Sewer rates, where increases were expected to pay for the new sewer pipeline to Monett, rose to comparable rates: $25 for the first 1,000 gallons and $5 for subsequent 1,000 gallons for homeowners, and $46 for the first 1,000 gallons for out-of-town water customers interested in hooking onto the sewer system, plus $10 for each subsequent 1,000 gallons. The city previously had no out-of-town rates for sewer use. Late fees, reconnect charges and deposits all matched the new water rates.

Redshaw said she and Assistant Clerk Terri Garrision developed a handout chart to show customers how the new rates would translate into their personal use. Copies are available at Purdy City Hall.

To cover the cost of the pipeline and corresponding system upgrades, the city spent approximately $2.8 million after receiving approval from voters to spend up to $4 million. To secure federal aid, city leaders had to raise sewer rates to the national average of 2 percent of the median income. The U.S. Department of Agriculture’s Rural Development Program loaned the city $758,000.

The repayment plan, Redshaw said, will cover interest only for the first two years, then double at payments on the principle begin. The city is scheduled to make 33 payments of $32,693 a year, which breaks down to $1,469 a month for the first two years, then $2,732.42 per month thereafter. She noted the interest rate assessed on the city came in at a quarter of a percent lower than expected.

Prior to the rate increase, Redshaw said sewer rates generated only enough to cover payments to Monett, leaving nothing to pay down the debt. She thought that by the end of the year the new rates would have had enough time to show how they cover costs. Prock held out the possibility that if rates perform well, the council may be able to slightly lower fees.

In the bills for the month were final charges for building the sewer pipeline to Monett by Rosetta Construction, totaling $143,552. Engineering bills for Allgeier, Martin and Associates, though expected to continue at a lower rate, came to $25,752.40. Prock said the city will now shift its focus with its engineers on reducing the inflow and infiltration that allows stormwater runoff into the sanitary sewer system, triggering overage charges in the monthly bills from Monett.

Sue Bacorn, administrator for the city of the grant process, could finally receive payment at the close of the project. Her bill came to $52,000 for work that covered the past 10 years.

In other business, aldermen opened bids and sold old equipment, having purchased a new tractor and mower. Nhia Yang of the Fairview area was the high bidder for the city’s old Case tractor at $2,000. Cristobal Ibarra of Purdy bought the eight-foot brushhog for $1,500. Tom’s Excavating of rural Granby bought the small brushhog for $600.

At the recommendation of City Attorney Darlene Parrigon, the council adopted an ordinance declaring it was the obligation of property owners to maintain mowing on city or state right-of-way on their properties. The ordinance has foundation in state statutes and a court ruling. The city of Monett recently adopted a similar ordinance. A new fine schedule for municipal court was also adopted, mandated by state law.

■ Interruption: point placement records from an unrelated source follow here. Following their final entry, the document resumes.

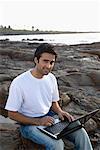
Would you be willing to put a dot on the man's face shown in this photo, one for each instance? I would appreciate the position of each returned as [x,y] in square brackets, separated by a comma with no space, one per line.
[45,64]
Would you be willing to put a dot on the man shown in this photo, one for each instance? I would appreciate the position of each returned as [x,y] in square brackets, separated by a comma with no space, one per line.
[31,97]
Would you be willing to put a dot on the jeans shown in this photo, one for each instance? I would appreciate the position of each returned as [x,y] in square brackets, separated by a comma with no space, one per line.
[79,138]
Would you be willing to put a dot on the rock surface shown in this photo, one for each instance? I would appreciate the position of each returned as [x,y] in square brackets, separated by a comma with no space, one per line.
[78,72]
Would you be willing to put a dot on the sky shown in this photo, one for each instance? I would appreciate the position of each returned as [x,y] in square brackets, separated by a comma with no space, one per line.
[58,15]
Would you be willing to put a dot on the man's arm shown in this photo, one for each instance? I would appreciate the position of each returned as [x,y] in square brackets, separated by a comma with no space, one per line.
[57,109]
[43,121]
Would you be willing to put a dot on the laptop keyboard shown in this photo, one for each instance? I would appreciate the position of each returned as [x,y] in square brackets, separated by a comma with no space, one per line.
[56,128]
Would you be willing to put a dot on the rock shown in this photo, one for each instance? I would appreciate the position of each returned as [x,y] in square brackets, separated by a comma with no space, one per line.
[77,70]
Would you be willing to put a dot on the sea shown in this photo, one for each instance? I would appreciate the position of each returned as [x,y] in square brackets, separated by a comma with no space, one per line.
[69,38]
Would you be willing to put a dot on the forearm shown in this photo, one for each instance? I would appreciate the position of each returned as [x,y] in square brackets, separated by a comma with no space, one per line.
[24,119]
[56,108]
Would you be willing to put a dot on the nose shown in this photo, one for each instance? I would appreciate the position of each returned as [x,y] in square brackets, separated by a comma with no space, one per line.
[48,65]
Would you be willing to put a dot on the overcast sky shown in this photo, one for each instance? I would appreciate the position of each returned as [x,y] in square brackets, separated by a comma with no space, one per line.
[65,15]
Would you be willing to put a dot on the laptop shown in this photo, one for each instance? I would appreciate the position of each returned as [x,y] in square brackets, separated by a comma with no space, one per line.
[61,128]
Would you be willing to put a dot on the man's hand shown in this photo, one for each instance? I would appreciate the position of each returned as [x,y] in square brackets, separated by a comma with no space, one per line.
[46,121]
[63,114]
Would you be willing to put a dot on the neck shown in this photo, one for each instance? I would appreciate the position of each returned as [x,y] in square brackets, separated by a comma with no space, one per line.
[36,74]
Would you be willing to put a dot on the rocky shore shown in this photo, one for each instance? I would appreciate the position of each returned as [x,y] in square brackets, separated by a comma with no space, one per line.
[78,72]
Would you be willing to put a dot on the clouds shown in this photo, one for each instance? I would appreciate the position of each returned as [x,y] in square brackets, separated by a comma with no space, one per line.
[66,15]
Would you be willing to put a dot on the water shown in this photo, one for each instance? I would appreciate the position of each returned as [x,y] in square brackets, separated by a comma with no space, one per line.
[68,39]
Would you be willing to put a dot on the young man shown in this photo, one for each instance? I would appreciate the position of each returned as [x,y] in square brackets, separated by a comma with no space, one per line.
[31,97]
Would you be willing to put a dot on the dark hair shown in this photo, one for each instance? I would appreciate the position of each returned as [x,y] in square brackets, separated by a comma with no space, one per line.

Council members approved paying to send Purdy Fire Chief Rick Mercer to training as the city’s emergency management director.

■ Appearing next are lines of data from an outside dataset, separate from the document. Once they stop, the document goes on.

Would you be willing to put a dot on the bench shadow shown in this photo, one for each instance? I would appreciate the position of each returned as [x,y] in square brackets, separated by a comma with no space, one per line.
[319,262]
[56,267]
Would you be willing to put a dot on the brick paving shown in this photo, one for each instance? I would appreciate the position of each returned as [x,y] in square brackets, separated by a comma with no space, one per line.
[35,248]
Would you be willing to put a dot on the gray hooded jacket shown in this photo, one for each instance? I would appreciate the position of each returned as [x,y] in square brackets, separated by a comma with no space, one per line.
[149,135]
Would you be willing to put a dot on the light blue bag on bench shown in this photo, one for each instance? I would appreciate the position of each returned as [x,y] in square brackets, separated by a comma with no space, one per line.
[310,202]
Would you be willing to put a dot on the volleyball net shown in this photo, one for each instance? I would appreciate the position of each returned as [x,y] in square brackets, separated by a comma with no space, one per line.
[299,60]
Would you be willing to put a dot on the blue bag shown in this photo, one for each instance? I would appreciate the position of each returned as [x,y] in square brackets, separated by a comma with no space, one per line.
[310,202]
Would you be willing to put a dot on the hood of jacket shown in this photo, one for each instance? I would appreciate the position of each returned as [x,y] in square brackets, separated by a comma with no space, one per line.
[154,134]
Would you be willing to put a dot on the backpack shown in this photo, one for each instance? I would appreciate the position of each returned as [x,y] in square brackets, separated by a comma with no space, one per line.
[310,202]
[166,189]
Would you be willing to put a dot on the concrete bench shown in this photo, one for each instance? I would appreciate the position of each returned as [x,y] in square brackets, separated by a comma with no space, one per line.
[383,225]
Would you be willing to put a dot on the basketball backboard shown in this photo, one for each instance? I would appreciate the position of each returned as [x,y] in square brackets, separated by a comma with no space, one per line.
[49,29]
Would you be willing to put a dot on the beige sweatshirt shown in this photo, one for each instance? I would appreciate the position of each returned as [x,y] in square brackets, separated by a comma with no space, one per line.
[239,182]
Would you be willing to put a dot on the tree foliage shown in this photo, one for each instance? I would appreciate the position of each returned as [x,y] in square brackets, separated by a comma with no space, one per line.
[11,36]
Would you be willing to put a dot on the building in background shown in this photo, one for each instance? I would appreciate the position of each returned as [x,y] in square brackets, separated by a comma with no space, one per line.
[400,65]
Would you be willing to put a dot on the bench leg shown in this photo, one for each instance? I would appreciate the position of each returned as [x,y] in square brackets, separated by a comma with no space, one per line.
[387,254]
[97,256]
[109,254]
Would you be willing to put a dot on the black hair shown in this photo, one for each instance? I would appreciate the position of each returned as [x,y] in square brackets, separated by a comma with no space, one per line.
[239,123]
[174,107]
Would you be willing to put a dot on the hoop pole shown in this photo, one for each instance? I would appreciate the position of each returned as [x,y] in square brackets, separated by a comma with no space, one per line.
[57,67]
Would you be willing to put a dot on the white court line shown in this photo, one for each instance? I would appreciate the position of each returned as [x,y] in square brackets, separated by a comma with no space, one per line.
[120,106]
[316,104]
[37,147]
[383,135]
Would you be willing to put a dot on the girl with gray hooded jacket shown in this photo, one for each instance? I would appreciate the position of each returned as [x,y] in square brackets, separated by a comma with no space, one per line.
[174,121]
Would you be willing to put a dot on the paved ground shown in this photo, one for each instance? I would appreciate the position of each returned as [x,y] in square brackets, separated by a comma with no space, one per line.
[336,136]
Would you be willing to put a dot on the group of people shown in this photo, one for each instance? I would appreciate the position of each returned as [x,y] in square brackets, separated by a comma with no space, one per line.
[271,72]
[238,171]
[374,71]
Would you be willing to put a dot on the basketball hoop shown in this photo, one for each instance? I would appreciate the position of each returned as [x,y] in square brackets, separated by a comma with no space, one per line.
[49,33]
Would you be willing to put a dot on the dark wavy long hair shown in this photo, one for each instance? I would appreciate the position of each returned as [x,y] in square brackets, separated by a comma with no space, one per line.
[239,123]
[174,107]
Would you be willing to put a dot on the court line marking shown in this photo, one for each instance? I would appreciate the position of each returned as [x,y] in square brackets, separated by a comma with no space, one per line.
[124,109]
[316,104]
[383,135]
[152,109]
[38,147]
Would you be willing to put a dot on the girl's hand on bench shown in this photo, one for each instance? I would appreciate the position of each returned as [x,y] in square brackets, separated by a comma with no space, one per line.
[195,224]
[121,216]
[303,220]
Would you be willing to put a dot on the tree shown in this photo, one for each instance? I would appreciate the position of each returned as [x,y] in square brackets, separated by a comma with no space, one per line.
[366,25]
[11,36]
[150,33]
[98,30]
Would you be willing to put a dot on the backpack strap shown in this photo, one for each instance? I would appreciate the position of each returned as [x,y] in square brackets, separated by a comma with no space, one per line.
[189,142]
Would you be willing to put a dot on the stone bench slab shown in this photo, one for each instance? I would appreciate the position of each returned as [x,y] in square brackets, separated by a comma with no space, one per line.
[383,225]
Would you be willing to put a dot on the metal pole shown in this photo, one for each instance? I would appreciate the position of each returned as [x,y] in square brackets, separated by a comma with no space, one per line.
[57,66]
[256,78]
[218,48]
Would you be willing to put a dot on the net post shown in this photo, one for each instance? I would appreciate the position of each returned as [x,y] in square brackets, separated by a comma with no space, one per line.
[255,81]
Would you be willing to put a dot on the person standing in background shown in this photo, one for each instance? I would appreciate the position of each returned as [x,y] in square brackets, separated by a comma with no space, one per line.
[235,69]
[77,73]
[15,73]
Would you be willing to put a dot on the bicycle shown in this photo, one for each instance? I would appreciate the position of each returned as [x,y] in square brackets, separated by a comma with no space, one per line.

Public Works foreman Lonnie Lowery expected several contractors to visit the city shortly to review how to convert the community building into a new city hall. Prock planned to schedule a forum with those contractors at the August monthly meeting to advance that project.

In department reports, Police Chief Jackie Lowe reported his department is now using a new summary system to submit incident reports on monthly cases to the Missouri State Highway Patrol. Use of the new system will be mandated in 2021.